Business | Aviation
Nations outline options to fight EU airline carbon emission rule
Countries can bar carrier participation or impose retaliatory levies
- Image Credit: AP
- From left: Matthew Baldwin, director of aviation and international transport affairs for the European Commission; Boubacar Djibo, director of the Air Transport Bureau of the ICAO, and moderator Paul Steele, executive director of the Air Transport Action Group, at a panel discussion on “ETS and Beyond” at the Singapore Airshow Aviation Leadership Summit.
Moscow Countries opposed to an EU law forcing the world's airlines to pay for carbon emissions have agreed on a basket of retaliatory measures but will leave it up to each country to choose among them, Russia's deputy transport minister said yesterday.
Each country has the options of barring its airlines from participating in the European Union's carbon scheme, lodging a formal complaint with the UN's International Civil Aviation Organisation (ICAO), ceasing talks with European carriers on new routes and imposing retaliatory levies on EU airlines.
"Every state will choose the most effective and reliable measures that will help to cancel or postpone the implementation of the EU ETS (Emissions Trading System)," Valery Okulov, whose ministry hosted the meeting of 26 nations, told a news conference.
Since the start of this year, all airlines using EU airports are required to buy permits under the ETS, which has prompted international outrage and threats of a trade war.

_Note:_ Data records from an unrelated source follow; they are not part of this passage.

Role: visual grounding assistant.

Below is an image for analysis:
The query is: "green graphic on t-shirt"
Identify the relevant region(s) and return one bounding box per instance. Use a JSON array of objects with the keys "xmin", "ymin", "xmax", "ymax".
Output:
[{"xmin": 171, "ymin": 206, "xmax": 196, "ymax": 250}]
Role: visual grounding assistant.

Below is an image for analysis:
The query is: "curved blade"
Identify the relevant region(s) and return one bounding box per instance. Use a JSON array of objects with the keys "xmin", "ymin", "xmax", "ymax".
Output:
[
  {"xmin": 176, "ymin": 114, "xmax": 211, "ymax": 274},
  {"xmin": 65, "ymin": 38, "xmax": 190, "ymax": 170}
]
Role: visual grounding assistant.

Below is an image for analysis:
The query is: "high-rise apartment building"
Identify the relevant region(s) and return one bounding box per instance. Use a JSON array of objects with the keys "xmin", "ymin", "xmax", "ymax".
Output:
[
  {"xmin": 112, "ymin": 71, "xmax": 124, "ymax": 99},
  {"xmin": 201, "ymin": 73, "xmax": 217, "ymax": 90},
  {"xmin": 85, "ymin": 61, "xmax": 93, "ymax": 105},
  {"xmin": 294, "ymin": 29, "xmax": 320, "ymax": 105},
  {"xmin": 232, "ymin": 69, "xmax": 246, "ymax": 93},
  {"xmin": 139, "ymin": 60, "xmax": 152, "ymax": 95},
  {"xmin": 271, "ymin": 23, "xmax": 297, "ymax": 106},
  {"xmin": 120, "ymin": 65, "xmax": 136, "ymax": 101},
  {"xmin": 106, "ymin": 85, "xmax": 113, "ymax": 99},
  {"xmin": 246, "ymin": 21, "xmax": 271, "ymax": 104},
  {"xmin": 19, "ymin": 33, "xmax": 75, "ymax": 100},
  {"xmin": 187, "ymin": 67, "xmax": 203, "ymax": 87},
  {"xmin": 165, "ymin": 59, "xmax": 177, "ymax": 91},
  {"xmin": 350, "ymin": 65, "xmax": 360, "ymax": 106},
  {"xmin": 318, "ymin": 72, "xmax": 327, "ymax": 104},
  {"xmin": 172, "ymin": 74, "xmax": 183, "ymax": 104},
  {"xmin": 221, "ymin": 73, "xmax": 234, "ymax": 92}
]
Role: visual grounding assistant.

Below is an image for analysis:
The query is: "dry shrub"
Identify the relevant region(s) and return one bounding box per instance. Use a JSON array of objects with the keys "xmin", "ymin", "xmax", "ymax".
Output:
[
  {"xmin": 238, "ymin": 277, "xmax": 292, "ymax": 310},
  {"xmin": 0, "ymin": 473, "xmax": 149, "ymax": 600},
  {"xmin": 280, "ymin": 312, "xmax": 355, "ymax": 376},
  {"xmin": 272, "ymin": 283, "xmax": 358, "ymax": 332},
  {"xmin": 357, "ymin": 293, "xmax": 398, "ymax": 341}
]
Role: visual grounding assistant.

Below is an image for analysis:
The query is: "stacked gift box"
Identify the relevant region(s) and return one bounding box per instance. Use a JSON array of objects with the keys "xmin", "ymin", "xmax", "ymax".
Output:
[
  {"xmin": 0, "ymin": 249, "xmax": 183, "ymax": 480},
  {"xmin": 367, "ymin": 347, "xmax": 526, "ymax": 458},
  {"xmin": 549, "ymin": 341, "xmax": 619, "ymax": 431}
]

Russia hosted a two-day meeting of countries opposed to the EU scheme, which ended yesterday.
Compromise solution
Some countries including Russia had suggested the conflict could be deferred to the ICAO for a global compromise solution agreed with the European Union.
But the Russians appeared to have hardened their stance in comments this week. "We have demonstrated our determination to ask for a cancellation or postponement of the EU ETS" in regard to airlines, Okulov said.
On Tuesday, Russian Transport Minister Igor Levitin told national transportation officials and representatives from ICAO and the International Air Traffic Association assembled in Moscow that Russia would consider a ban on ETS participation.
China's central government State Council, or cabinet, earlier this month said all airlines were barred from taking part — unless they received government approval to do so.
Okulov said Saudi Arabia would organise the next meeting of the so-called "coalition of the unwilling" in the summer.